Rz. 272

Die für die Flächenmodelle bestehenden verfassungsrechtlichen Risiken (Rz. 62-66), insbesondere der fehlende Begründungszusammenhang zwischen Belastungsgrund und Bemessungsgrundlage (Rz. 63) sowie die Willkürlichkeit der Äquivalenzzahlen (Rz. 64), gelten auch für das auf dem reinen Flächenmodell aufbauende niedersächsische "Flächen-Lage-Modell".

Hinsichtlich der verfassungsrechtlichen Risiken des Lagefaktors nach § 5 NGrStG wird analog auf die Ausführungen zum Lagefaktor im hessischen "Flächen-Faktor-Verfahren" verwiesen (Rz. 216).

 

Rz. 273

Zur Ermittlung des Lagefaktors wird gem. § 5 Abs. 1 NGrStG der maßgebliche Bodenrichtwert für das zu betroffene Grundstück (§ 5 Abs. 2 NGrStG) ins Verhältnis zum Durchschnittsbodenwert der Gemeinde (§ 5 Abs. 3 NGrStG) gesetzt und auf dieses Verhältnis ein Exponent von 0,3 angewendet (Rz. 250).

Nach § 5 Abs. 3 S. 2-4 NGrStG ermittelt sich der Durchschnittsbodenwert aus dem auf volle EUR abgerundeten Median aller in der jeweiligen Gemeinde liegenden Bodenrichtwerte nach § 196 BauGB i. V. m.
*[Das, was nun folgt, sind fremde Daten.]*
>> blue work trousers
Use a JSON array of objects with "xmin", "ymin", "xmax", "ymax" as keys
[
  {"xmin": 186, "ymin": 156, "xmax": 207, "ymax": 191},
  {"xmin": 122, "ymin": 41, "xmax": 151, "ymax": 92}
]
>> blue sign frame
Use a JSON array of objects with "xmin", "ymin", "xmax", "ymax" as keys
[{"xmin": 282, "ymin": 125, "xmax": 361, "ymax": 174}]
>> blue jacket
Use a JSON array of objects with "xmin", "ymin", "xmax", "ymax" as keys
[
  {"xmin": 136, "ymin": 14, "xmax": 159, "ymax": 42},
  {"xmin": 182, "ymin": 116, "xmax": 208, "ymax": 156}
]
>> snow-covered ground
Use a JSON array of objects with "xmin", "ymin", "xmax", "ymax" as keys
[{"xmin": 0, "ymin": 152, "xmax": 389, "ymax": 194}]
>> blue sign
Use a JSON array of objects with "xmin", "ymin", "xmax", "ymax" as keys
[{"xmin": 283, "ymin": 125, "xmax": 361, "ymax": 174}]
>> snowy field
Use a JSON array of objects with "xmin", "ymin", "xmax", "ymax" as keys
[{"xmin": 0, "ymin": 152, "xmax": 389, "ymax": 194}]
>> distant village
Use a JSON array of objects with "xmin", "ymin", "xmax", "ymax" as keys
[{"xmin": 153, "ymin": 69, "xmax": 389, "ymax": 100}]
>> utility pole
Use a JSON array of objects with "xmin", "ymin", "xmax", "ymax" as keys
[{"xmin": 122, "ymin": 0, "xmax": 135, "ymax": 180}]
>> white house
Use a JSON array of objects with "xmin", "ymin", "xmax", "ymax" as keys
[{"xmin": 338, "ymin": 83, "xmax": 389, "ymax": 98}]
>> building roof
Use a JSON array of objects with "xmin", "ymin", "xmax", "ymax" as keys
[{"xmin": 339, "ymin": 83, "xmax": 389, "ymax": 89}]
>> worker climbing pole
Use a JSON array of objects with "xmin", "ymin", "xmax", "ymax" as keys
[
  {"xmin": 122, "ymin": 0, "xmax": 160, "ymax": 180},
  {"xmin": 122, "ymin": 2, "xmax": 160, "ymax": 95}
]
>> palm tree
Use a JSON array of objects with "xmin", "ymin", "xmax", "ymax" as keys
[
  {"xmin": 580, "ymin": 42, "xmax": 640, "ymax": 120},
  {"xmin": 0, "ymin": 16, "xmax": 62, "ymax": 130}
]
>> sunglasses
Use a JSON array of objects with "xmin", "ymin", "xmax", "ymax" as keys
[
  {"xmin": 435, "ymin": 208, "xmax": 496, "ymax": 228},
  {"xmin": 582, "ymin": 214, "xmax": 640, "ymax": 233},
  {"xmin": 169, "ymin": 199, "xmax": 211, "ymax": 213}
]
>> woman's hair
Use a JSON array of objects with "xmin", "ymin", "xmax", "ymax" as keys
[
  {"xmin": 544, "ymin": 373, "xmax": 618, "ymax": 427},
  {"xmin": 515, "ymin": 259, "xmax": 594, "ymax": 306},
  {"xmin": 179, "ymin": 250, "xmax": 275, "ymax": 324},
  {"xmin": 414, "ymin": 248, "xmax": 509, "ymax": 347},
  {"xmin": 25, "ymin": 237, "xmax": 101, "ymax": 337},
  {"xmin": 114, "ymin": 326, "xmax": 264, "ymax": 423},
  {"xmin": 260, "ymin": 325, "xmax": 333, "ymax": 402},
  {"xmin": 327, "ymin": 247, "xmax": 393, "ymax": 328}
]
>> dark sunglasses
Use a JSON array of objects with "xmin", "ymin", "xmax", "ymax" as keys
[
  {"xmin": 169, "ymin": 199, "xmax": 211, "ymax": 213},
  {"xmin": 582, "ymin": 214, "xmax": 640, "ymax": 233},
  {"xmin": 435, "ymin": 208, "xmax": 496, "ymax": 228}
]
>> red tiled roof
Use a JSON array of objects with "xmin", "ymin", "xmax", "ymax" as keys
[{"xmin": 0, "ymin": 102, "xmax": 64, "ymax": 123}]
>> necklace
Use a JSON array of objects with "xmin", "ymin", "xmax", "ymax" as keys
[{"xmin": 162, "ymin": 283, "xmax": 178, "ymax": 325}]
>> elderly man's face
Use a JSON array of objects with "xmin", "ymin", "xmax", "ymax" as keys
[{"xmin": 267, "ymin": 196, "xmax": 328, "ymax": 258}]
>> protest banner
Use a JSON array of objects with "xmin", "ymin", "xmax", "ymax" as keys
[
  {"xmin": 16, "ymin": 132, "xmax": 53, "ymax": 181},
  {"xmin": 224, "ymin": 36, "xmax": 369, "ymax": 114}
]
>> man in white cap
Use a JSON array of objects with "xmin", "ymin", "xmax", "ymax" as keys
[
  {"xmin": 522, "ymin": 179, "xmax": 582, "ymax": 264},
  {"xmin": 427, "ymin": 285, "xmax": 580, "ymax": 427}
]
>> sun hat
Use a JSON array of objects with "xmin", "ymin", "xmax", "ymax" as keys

Anlage 5 der ImmoWertV für Wohnbauflächen, gewerbliche Bauflächen, gemischte Bauflächen, Sonderbauflächen und Bauflächen für Gemeinbedarf (Rz. 253). Die Bildung des Durchschnittsbodenwerts über alle Nutzungen hinweg (§ 5 Abs. 3 S. 5 NGrStG) vergleicht "Äpfel mit Birnen" bzw. ignoriert signifikante werthaltige Unterschiede der einzelnen Grundstücksteilmärkte. Der bloßen – nicht flächengewichteten – Bildung des Medians aus allen Bodenrichtwerten der Gemeinde haftet zudem ein gewisse Zufälligkeit an.

Die Aufgabe zur Ermittlung des Durchschnittsbodenwerts für Zwecke der Grundsteuer wurde nach § 5 Abs. 3 S. 7 NGrStG den Geschäftsstellen der Gutachterausschüsse zugewiesen. Der Landesgesetzgeber hat sich bei dieser Aufgabenzuweisung auf die Regelungskompetenz nach § 199 Abs. 2 Nr. 3 BauGB gestützt, wonach die Landesregierung ermächtigt ist, durch Rechtsverordnung die Einrichtung und Aufgaben der Geschäftsstellen der Gutachterausschüsse zu regeln. Soweit sich die Landesgesetzgeber im Rahmen der Vorgaben der bundesgesetzlichen Ermächtigung bewegen, wurde ein "Rechtsformentausch" für möglich erachtet.[1]

Es ist zweifelhaft, ob der Landesgesetzgeber diese Regelungskompetenz hat. Der Bundesgesetzgeber könnte von der konkurrierenden Gesetzgebungskompetenz nach Art. 74 Abs. 1 Nr. 18 GG durch die Regelungen zu den Gutachterausschüssen in § 192 ff. BauGB abschließend Gebrauch gemacht haben, sodass den Ländern eine eigenständige Regelung in dieser Sachmaterie verwehrt sein könnte. Nach § 199 Abs. 2 Nr. 3 BauGB sind die Landesregierungen ermächtigt, durch Rechtsverordnung die Aufgaben der Geschäftsstellen der Gutachterausschüsse zu regeln. Das NGrStG ist aber ein Gesetz, das vom Landesgesetzgeber erlassen wurde. Der niedersächsische Gesetzgeber ist auch nicht der Gesetzgeber, der die vorstehend genannte Ermächtigungsgrundlage für die Rechtsverordnung erlassen hat.[2]

 

Rz. 274-279

Einstweilen frei

[1] Nds. LT-Drs. 18/9632 v. 14.4.2021, Ergänzender Schriftlicher Bericht zum Gesetzentwurf, 20.
[2] So auch Bock/Lapp in Grootens, GrStG, 2. Auflage, zu § 5 NGrStG, Rz. 30, und zu § 7 HGrStG, Rz. 17.